Être jeune et non-binaire, un défi à Saint-Pierre et Miquelon ?

Dans le cadre de la journée internationale contre les LGBT-phobes du 17 mai, nous avons rencontré un jeune non-binaire. Un étudiant originaire de Saint-Pierre et Miquelon que nous appellerons Jordan.

La société évolue et de plus en plus de personnes parviennent ou souhaitent parvenir à s’affranchir du modèle hétéro normatif. Une expression souvent utilisée, mais ça veut dire quoi être en dehors du "modèle hétéro normatif" ? Qu'est-ce que cela implique pour la personne, dans sa vie, pour son ressenti, dans sa relation aux autres ?

Pour en savoir davantage, rien ne vaut un exemple concret. Rien ne vaut le récit d'une personne dont c'est la vie. C'est pourquoi nous avons contacté Jordan, qui réside actuellement en Métropole. Né en tant que fille, il raconte son histoire, et il n'y va pas par quatre chemins. Si la société et les moeurs évoluent, il explique tout de même que la non-binarité n’est pas vraiment connue et encore moins dans l’archipel.
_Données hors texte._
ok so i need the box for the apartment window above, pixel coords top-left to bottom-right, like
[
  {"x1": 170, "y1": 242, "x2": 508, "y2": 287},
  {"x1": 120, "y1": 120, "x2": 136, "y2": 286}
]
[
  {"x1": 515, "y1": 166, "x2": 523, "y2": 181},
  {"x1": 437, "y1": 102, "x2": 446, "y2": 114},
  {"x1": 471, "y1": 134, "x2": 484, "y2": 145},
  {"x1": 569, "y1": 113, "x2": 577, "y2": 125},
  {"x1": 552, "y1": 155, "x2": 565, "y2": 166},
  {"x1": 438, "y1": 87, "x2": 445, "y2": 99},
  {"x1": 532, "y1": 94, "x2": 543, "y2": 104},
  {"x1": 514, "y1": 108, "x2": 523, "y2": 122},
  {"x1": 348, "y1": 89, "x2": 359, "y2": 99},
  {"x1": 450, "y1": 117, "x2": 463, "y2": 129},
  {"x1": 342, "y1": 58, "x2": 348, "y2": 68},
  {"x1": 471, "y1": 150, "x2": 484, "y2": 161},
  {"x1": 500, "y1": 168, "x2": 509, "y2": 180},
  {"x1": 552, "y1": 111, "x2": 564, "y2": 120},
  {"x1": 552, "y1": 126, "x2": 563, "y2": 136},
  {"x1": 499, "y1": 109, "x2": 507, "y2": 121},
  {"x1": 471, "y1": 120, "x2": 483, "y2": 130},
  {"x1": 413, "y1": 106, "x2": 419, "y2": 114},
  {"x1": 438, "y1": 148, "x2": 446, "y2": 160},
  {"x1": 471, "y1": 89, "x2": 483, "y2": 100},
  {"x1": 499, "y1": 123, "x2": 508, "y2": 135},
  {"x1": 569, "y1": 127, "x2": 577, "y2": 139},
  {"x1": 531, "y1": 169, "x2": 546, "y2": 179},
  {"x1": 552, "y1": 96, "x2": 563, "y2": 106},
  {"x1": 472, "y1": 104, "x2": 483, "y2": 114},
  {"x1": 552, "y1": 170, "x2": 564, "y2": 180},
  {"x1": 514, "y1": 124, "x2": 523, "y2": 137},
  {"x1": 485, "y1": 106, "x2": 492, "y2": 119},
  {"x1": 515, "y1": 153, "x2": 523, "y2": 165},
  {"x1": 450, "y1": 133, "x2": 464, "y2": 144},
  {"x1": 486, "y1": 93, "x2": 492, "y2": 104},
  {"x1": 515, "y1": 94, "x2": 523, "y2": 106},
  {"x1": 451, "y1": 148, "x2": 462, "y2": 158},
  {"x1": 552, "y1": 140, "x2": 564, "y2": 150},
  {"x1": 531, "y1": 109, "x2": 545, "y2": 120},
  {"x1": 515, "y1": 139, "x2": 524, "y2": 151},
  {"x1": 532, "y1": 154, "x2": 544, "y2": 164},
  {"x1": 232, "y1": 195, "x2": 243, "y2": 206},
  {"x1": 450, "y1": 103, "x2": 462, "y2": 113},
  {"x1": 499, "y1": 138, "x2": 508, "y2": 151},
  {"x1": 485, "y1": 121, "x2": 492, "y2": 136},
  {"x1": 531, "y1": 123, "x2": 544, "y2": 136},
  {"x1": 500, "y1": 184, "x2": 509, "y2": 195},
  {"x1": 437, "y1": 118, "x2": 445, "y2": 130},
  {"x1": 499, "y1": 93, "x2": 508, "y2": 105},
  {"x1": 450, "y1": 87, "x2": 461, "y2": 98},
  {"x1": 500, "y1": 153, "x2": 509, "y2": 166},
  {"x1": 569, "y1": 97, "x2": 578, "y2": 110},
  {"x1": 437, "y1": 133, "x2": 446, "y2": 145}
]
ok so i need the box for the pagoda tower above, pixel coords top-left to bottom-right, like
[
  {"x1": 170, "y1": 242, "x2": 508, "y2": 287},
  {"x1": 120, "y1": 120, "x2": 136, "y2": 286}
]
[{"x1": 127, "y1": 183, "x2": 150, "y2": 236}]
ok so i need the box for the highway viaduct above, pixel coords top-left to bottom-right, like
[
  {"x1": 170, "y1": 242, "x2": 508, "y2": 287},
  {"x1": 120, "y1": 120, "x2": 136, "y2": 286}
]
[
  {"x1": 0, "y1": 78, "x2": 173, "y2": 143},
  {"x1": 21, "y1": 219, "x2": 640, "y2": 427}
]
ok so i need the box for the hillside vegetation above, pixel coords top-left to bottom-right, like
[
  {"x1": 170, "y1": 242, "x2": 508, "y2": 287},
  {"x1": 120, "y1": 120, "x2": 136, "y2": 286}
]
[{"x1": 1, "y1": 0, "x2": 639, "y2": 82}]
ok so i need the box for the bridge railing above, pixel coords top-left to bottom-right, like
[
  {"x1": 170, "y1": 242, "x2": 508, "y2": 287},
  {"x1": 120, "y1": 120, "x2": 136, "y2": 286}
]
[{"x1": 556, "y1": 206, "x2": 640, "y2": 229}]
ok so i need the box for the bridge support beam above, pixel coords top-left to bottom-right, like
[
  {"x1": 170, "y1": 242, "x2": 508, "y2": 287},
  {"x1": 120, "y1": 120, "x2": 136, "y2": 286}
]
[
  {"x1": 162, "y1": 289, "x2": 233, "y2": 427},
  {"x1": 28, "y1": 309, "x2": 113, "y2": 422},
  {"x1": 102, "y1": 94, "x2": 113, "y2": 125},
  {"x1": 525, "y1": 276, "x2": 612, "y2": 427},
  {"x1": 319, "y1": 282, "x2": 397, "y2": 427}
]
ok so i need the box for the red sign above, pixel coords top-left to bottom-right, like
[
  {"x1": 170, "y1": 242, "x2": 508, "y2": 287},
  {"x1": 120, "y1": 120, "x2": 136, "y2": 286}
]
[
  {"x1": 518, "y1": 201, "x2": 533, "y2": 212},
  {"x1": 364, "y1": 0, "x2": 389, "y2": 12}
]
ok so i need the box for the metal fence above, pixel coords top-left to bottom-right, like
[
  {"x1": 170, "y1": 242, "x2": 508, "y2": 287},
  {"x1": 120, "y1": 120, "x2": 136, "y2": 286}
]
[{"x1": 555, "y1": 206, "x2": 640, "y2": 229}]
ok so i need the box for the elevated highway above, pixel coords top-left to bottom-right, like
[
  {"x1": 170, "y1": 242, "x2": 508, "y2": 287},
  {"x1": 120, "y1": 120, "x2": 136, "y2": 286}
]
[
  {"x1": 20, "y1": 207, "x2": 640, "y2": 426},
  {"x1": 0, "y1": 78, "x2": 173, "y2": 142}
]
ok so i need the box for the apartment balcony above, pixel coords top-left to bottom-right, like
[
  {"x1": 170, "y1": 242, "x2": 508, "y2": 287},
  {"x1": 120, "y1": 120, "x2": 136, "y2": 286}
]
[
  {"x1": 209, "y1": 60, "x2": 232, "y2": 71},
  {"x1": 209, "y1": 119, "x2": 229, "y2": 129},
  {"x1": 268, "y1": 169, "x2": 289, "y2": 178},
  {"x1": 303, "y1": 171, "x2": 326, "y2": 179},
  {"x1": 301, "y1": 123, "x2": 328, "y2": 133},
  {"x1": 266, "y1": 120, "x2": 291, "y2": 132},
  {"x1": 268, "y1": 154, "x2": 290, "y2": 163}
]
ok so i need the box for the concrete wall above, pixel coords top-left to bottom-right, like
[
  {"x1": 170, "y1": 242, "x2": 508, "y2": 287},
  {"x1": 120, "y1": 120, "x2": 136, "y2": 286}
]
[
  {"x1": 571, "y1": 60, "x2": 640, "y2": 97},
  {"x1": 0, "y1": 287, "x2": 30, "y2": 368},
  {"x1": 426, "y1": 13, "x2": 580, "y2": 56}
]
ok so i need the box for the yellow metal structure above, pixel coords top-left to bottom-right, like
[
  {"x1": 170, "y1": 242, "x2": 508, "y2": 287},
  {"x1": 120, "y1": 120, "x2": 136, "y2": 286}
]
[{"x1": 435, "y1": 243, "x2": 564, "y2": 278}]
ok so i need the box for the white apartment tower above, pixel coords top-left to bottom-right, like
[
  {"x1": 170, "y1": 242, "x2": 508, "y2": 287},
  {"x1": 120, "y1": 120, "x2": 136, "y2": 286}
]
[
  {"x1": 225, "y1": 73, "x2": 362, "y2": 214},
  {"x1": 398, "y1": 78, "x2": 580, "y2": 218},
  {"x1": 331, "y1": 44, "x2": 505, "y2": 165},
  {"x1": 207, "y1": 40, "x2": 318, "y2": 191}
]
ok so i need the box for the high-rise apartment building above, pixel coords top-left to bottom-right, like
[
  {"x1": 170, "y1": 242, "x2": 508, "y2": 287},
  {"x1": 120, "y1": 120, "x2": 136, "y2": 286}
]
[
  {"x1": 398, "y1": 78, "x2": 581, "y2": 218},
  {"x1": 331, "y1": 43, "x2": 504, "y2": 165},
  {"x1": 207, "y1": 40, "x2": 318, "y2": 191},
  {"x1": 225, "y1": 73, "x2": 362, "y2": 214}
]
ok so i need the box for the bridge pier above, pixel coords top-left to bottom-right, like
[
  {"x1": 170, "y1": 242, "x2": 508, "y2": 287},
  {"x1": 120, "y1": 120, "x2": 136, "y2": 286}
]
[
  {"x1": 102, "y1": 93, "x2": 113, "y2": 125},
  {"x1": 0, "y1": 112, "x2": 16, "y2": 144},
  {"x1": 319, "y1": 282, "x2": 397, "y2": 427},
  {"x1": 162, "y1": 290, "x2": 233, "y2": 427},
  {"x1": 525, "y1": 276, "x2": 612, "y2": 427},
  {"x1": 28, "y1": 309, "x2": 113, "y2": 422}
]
Pour lui, être non-binaire, c’est « soit se sentir ni homme ni femme, soit les deux à la fois ou bien un entre deux, c’est assez large en réalité ».

À lire aussi : L'association UNII veut briser les tabous autour de la diversité sexuelle à Saint-Pierre et Miquelon

En France, après des échanges avec des personnes de la communauté LGBT, l’étudiant se définit « gender fluid ». Il explique que ses amis l’ont « aidé à s’assumer ».

Un besoin de reconnaissance

 

Jordan souhaiterait « rencontrer des personnes non-binaires « out » sur l’archipel », c’est-à-dire des personnes comme lui mais qui s’assument au grand jour. L’étudiant estime « qu’il y a beaucoup de jeunes qui n’osent pas faire leur coming out ».

Le Saint-Pierrais aurait aimé que l’association UNII, qui participe à la visibilité des LGBT à Saint-Pierre et Miquelon, naisse avant son départ pour les études. Mais il se dit « heureux que les générations futures puissent s’appuyer sur la structure. »

Jordan évoque les problèmes liés aux constructions de genres dans la langue française. Il aimerait utiliser le pronom « iel » mais a conscience de la difficulté à l’employer donc il le remplace par le masculin « il ».

Pour lui, tout est lié à un manque de visibilité : « plus on témoigne, plus on donne la possibilité aux gens de nous comprendre. ». Jordan raconte qu’enfant, il souhaitait « devenir un garçon » mais « ce n’était pas exactement ce qu’il voulait ». Jordan se sentait membre de la communauté LGBT, mais « n’osait pas en parler » autour de lui.

Un contexte particulier dans l'archipel

 

Pour Jordan, les particularités de l’archipel, telles que la promiscuité, n’arrangent rien. Il explique qu’en France « si je me prends une insulte c’est par un inconnu que je ne reverrai jamais. À Saint-Pierre, c’est différent. »

À lire aussi : Être adolescentes et LGBT à Saint-Pierre-et-Miquelon : "le plus difficile ? Être soi-même"

La Métropole est un véritable refuge pour le Saint-Pierrais puisqu’il s’est retrouvé dans un groupe d’amis avec beaucoup de personnes « comme lui ». Il avoue se sentir « accepté » en France. Mais il a « extrêmement peur de ne pas être compris » dans l’archipel et dit craindre « les moqueries ». « J’ai vraiment l’impression que je ne ferai jamais mon « coming-out » complètement parce que je n’ai pas envie de subir tout ça. » À Saint-Pierre le jeune raconte avoir subi des railleries concernant son style. Il ne veut pas que cela se reproduise. « J’ai juste envie de vivre tranquille ».

Des personnalités prennent la parole

 

Dernièrement, plusieurs personnalités ont amené le sujet de la non-binarité au coeur de l'actualité afin de lever les tabous. Parmi elles, Demi Lovato s'est tout récemment déclarée non-binaire à l'issue "d’un très long travail de guérison et d’introspection". Une démarche dans laquelle l'avait notamment précédé Ellen Page, qui se fait désormais appeler Elliot Page, mais aussi le chanteur britannique Sam Smith ou encore Lachlan Watson, qui interprète un personnage transgenre dans la série Netflix Les aventures de Sabrina.